In una svolta preoccupante degli eventi, il mercato delle criptovalute ha dovuto affrontare una pressione significativa poiché Bitcoin, l’asset digitale di punta, è crollato al punto più basso in quasi due mesi. Il declino, provocato dalle rinnovate preoccupazioni per l’economia statunitense, ha provocato un’onda d’urto nel panorama delle criptovalute, lasciando gli investitori alle prese con l’incertezza.
Bitcoin cade

Bitcoin, il simbolo del regno delle criptovalute, ha registrato un calo di circa il 2%, arrivando a $ 28.506,00, secondo i dati di Coin Metrics. La scivolata al ribasso è stata innescata dalla pubblicazione dei verbali della Federal Reserve della riunione politica di luglio. Con l'avvento dei verbali, il valore di Bitcoin è sceso, toccando un minimo di 28.335,42 dollari, segnando la posizione più debole dalla fine di giugno.

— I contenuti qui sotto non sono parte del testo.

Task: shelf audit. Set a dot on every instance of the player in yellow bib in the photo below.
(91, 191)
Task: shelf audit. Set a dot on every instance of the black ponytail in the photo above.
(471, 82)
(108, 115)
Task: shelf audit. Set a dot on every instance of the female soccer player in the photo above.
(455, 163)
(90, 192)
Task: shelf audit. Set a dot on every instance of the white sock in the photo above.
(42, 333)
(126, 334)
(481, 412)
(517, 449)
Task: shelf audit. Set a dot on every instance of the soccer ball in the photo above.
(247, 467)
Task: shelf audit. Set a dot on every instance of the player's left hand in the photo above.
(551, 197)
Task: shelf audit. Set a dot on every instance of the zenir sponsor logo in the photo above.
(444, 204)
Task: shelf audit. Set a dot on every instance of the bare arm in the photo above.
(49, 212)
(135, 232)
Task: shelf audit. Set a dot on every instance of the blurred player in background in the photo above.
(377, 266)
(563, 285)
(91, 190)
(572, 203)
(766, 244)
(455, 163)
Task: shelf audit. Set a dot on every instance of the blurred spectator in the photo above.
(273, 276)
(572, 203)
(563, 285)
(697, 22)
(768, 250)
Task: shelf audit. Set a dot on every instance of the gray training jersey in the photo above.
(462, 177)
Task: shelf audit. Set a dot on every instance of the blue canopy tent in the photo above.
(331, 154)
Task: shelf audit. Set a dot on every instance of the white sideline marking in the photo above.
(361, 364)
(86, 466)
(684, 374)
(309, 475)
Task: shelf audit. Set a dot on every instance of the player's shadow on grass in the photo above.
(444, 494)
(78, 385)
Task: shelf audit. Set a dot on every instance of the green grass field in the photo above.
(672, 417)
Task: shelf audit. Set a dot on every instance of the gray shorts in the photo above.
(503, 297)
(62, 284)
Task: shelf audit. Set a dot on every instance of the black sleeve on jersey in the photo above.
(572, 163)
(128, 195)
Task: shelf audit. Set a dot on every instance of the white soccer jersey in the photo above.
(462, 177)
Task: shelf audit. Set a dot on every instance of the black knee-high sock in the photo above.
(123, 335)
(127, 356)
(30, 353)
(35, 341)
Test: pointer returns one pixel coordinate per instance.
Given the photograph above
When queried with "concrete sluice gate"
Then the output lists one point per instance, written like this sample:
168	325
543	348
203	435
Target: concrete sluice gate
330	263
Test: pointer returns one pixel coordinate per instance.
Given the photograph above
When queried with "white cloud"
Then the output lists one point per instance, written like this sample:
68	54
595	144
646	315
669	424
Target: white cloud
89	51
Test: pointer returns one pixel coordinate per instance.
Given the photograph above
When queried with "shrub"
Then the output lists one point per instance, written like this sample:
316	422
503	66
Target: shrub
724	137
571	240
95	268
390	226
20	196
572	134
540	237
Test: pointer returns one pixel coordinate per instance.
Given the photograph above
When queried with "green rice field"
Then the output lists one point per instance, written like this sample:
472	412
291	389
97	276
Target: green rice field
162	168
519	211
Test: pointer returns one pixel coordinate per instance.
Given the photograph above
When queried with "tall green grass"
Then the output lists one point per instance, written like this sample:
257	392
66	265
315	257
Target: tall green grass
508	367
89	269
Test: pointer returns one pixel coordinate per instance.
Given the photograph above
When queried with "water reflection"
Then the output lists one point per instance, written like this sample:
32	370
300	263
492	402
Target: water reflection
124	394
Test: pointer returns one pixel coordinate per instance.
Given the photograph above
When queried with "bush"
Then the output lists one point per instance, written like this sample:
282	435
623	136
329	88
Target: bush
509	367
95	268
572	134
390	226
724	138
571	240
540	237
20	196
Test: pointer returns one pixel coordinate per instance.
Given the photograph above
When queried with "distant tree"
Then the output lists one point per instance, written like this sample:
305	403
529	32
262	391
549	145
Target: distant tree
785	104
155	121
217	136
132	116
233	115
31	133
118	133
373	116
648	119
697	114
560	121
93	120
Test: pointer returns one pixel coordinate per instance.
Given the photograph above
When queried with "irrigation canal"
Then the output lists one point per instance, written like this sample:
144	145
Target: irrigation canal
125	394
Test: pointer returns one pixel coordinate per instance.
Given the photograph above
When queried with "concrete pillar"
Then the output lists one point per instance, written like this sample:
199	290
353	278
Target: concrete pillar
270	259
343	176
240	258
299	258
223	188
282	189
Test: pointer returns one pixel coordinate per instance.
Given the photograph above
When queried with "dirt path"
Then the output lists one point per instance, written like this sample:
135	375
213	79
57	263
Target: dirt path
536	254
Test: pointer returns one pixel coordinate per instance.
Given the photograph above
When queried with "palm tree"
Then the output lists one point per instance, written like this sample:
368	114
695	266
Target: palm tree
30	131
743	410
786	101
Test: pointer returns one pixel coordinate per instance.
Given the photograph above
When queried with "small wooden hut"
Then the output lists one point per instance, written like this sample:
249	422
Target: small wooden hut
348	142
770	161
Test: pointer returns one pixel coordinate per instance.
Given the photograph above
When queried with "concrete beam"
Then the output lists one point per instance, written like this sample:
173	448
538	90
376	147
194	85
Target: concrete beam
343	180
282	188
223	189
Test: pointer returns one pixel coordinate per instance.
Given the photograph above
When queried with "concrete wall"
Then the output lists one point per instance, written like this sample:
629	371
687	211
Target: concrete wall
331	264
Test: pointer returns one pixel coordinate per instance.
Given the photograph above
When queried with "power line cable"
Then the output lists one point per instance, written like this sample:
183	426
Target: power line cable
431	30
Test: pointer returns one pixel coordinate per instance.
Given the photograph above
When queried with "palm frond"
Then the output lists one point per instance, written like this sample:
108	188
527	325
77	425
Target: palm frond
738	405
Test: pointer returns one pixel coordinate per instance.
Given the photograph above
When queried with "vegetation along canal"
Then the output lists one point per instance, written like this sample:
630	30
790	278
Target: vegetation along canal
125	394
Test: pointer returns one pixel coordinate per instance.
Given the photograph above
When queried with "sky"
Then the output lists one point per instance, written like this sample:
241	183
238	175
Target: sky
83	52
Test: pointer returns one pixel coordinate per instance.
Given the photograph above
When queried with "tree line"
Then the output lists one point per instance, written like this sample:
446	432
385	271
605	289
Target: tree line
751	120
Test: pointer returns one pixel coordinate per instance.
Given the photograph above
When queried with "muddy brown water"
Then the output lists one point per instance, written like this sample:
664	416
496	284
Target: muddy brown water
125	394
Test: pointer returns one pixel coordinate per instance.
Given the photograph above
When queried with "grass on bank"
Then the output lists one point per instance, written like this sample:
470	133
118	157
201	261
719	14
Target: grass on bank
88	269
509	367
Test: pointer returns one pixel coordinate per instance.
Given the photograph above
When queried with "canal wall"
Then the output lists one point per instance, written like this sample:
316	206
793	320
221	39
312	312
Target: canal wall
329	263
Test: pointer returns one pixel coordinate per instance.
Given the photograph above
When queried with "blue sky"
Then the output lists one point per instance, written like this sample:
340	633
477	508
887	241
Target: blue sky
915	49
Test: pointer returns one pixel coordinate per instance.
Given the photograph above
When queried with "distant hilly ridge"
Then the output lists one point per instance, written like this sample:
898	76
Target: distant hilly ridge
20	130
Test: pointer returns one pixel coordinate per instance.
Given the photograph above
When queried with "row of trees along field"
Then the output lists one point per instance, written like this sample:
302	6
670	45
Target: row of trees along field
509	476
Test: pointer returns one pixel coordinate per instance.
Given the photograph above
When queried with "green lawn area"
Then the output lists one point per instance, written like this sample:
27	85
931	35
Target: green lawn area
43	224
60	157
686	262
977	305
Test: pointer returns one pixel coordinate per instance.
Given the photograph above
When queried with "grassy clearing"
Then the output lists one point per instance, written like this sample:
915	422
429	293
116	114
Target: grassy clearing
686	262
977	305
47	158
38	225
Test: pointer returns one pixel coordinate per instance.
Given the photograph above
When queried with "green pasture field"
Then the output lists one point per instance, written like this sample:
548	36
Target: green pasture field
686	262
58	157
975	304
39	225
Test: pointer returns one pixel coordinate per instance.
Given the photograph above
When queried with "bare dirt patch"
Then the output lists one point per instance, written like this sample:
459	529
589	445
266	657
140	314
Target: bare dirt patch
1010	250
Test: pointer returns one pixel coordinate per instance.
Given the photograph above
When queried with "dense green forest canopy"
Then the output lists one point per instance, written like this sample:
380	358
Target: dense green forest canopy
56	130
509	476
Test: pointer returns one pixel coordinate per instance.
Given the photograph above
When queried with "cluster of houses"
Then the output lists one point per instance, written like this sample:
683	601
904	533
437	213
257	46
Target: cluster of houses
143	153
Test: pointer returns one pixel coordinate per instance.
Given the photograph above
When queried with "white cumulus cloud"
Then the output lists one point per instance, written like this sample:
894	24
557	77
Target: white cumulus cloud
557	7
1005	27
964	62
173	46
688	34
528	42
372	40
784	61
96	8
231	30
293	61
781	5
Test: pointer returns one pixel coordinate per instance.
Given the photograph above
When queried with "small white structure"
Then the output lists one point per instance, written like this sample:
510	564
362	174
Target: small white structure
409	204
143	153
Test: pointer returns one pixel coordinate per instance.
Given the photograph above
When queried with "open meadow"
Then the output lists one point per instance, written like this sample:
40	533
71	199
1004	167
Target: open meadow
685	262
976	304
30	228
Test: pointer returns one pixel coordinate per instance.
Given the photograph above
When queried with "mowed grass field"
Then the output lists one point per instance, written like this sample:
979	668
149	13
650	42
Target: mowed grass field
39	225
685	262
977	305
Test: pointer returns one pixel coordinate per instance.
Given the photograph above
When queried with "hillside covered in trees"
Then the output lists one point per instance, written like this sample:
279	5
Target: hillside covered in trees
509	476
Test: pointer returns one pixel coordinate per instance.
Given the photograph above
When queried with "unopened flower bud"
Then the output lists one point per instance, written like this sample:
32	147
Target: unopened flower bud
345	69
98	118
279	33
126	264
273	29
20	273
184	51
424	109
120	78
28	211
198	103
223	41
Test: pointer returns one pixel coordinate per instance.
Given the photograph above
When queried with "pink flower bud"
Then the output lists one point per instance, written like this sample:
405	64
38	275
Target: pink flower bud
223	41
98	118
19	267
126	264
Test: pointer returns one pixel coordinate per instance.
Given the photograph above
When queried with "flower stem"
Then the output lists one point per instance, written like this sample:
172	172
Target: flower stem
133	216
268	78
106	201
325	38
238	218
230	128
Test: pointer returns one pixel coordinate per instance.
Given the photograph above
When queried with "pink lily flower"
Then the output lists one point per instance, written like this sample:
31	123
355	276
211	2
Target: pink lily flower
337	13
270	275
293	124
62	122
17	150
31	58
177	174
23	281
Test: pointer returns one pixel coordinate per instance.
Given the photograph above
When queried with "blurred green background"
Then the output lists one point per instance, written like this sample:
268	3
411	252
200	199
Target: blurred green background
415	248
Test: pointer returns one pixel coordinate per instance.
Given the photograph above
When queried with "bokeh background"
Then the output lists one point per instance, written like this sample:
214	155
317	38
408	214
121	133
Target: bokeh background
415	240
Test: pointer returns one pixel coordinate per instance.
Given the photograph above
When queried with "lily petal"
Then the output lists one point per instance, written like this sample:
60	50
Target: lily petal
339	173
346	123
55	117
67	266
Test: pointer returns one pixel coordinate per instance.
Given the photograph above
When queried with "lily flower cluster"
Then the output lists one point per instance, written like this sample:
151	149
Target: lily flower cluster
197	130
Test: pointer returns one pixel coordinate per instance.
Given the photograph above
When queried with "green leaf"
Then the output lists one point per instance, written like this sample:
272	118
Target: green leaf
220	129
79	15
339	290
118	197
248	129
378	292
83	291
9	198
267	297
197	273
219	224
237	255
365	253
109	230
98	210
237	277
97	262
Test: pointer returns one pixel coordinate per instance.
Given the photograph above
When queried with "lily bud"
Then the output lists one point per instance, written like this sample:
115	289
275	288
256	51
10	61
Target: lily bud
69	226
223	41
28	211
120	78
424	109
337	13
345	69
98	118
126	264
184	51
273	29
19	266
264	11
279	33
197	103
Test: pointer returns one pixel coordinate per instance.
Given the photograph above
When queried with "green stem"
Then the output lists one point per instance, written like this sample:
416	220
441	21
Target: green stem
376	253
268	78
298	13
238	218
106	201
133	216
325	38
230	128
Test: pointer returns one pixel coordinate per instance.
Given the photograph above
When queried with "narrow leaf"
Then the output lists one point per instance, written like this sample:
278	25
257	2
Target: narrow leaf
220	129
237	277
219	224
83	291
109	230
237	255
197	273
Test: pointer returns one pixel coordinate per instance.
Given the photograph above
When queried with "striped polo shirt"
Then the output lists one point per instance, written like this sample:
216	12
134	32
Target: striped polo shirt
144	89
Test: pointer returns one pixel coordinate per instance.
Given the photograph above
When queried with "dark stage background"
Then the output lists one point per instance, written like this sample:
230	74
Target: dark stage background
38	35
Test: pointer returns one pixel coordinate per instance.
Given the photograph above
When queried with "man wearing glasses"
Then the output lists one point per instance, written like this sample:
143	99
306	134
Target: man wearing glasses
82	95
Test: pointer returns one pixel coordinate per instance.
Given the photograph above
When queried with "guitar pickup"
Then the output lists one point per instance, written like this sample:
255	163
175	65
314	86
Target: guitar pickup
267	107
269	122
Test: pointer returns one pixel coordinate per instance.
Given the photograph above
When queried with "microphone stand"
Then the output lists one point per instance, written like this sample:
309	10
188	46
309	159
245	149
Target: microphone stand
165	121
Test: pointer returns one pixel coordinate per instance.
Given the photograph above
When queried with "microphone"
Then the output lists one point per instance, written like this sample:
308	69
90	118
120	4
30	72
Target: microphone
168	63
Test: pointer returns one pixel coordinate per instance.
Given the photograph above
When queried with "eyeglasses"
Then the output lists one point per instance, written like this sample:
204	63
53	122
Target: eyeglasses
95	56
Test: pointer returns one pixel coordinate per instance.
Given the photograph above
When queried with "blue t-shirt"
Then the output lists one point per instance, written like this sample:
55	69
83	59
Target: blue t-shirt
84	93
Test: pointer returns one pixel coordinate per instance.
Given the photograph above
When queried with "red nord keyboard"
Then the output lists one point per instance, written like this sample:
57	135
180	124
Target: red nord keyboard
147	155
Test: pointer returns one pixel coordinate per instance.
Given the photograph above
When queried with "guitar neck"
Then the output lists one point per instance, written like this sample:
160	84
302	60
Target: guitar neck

Il tema centrale delle preoccupazioni della riunione della Fed di luglio è stato l'incombente spettro di “rischi al rialzo” per l'inflazione. Questa apprensione per le potenziali pressioni inflazionistiche ha aumentato la prospettiva di ulteriori rialzi dei tassi di interesse. Lo stesso incontro di luglio aveva già visto la Fed aumentare il tasso di interesse di riferimento a livelli mai visti da oltre due decenni. Le conseguenze di queste decisioni sono state evidenti quando il mercato azionario ha subito un secondo giorno consecutivo di calo, mentre il rendimento dei titoli del Tesoro USA a 10 anni ha raggiunto la sua chiusura più alta dal 2008.
La danza di Bitcoin con i mercati
Sebbene la correlazione di Bitcoin con le azioni tradizionali abbia raggiunto il livello più basso degli ultimi due anni, è importante notare che questa relazione ha mostrato un’intensità senza precedenti nel 2022, in risposta alla posizione aggressiva della Federal Reserve nel combattere l’inflazione.
Sylvia Jablonski, Chief Investment Officer presso Defiance ETFs, ha evidenziato le molteplici implicazioni dell’inflazione per il panorama delle criptovalute. Ha sottolineato: "Sebbene l'inflazione di per sé possa essere un argomento a favore della crescita delle criptovalute, con l'inflazione arrivano altri aspetti come la propensione al rischio da parte degli investitori che temono una recessione ed evitano ciò che Bitcoin è considerato essere, attività più rischiose". Ha inoltre attribuito le attuali dinamiche di mercato al consueto ritardo di fine estate, aggravato da scambi all’interno di range e volumi limitati – il tutto esacerbato dall’atteggiamento aggressivo della Fed.
La calma prima di una potenziale tempesta
Un fattore chiave che si aggiunge alla turbolenza del mercato è la diminuzione della volatilità di Bitcoin ed Ethereum. Questa settimana, la volatilità a 90 giorni di Bitcoin ha toccato i minimi pluriennali al 35%, seguita da vicino da Ethereum al 37%, come riportato da Kaiko. Il precedente rialzo a 30.000 dollari a fine giugno mancava di volume significativo, portando alcuni esperti a mettere in dubbio la forza del rally. Inoltre, il tanto atteso lancio di un ETF spot su Bitcoin, acclamato come uno dei potenziali punti di svolta del settore delle criptovalute, ha visto il suo slancio diminuire questa settimana.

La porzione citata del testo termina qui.